I strongly advise that debian does not pick up EasyRSA v3.2.0

It would be much better long-term to pick v3.2.1, upon its release - September 2024.

If that is not possible then debian should use EasyRSA v3.1.7

linqigang888 commented 3 months ago

It usually takes 2-5 days for packages to migrate from unstable to testing. Debian's tracker pages for packages helps to see the status of a package in Debian.

No bugs have been reported so far for the easy-rsa 3.2.0-1 in Debian testing or unstable, so there should be no issue having this version.

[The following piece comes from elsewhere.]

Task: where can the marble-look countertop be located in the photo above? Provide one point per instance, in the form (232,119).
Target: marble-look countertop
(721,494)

With a planned release for September 2024, I can easily package easy-rsa 3.2.1-1 before the next stable Debian release.

Importing upstream versions earlier to unstable and testing helps test for longer so that bugs can be resolved as they appear. If a bug is serious enough to downstream to Debian, I would be happy to apply a patch before the next upstream release.

TinCanTech commented 3 months ago

With a planned release for September 2024, I can easily package easy-rsa 3.2.1-1 before the next stable Debian release

That is excellent news. EasyRSA v3.2.1 is intended to be a long term stable release.